Meadow acknowledged that 1-in-73 million is not an impossibility, but argued that such accidents would happen "once every hundred years" and that, in a country of 15 million 2-child families, it is vastly more likely that the double-deaths are due to Münchausen syndrome by proxy than to such a rare accident. However, there is good reason to suppose that the likelihood of a death from SIDS in a family is significantly greater if a previous child has already died in these circumstances (a genetic predisposition to SIDS is likely to invalidate that assumed statistical independence) making some families more susceptible to SIDS and the error an outcome of the ecological fallacy. The likelihood of two SIDS deaths in the same family cannot be soundly estimated by squaring the likelihood of a single such death in all otherwise similar families.

1-in-73 million greatly underestimated the chance of two successive accidents, but, even if that assessment were accurate, the court seems to have missed the fact that the 1-in-73 million number meant nothing on its own. As an a priori probability, it should have been weighed against the a priori probabilities of the alternatives. Given that two deaths had occurred, one of the following explanations must be true, and all of them are a priori extremely improbable:

Two successive deaths in the same family, both by SIDS

Double homicide (the prosecution's case)

Other possibilities (including one homicide and one case of SIDS)

It's unclear whether an estimate of the probability for the second possibility was ever proposed during the trial, or whether the comparison of the first two probabilities was understood to be the key estimate to make in the statistical analysis assessing the prosecution's case against the case for innocence.

Mrs. Clark was convicted in 1999, resulting in a press release by the Royal Statistical Society which pointed out the mistakes.
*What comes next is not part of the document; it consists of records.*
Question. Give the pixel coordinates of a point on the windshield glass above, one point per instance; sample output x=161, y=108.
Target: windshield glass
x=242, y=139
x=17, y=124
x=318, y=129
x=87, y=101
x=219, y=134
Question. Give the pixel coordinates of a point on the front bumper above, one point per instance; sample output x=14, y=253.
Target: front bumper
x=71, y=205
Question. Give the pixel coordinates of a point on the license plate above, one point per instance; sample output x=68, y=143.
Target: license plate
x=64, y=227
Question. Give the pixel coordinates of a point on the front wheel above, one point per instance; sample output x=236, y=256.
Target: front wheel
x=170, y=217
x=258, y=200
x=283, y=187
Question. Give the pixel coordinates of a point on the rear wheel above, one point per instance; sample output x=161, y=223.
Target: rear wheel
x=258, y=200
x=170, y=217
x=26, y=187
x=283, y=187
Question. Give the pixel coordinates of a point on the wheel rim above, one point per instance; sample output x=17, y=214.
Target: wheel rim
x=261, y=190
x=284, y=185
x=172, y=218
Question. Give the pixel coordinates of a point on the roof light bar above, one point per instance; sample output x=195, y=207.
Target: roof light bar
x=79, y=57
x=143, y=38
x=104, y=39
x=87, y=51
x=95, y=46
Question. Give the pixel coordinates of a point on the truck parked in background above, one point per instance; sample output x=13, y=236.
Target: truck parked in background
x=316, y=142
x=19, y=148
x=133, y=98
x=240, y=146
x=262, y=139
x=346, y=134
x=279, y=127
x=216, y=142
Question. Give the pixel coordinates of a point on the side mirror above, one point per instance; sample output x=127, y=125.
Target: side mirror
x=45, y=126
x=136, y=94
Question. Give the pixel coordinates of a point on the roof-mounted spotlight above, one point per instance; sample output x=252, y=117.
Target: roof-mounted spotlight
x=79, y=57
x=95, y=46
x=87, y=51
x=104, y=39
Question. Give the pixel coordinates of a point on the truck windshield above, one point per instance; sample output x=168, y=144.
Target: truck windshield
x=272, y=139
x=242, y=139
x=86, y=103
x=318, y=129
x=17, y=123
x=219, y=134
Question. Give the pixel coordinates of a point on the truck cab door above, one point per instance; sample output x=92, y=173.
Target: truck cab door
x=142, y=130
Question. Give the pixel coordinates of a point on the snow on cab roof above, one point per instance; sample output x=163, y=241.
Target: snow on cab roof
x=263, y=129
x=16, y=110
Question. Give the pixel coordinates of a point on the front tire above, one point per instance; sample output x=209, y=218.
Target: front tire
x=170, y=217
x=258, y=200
In 2002, Ray Hill (Mathematics professor at Salford) attempted to accurately compare the chances of these two possible explanations; he concluded that successive accidents are between 4.5 and 9 times more likely than are successive murders, so that the '"a priori"' odds of Clark's guilt were between 4.5 to 1 and 9 to 1 against.

After it was found that the forensic pathologist who had examined both babies had withheld exculpatory evidence, a higher court later quashed Sally Clark's conviction, on 29 January 2003.

Sally Clark was a practising solicitor before the conviction. After her three-year imprisonment she developed a number of serious psychiatric problems including serious alcohol dependency and died in 2007 from acute alcohol poisoning.

Statistics is a marvelously useful tool set but at the theoretical margin, you have to be extremely careful in its application.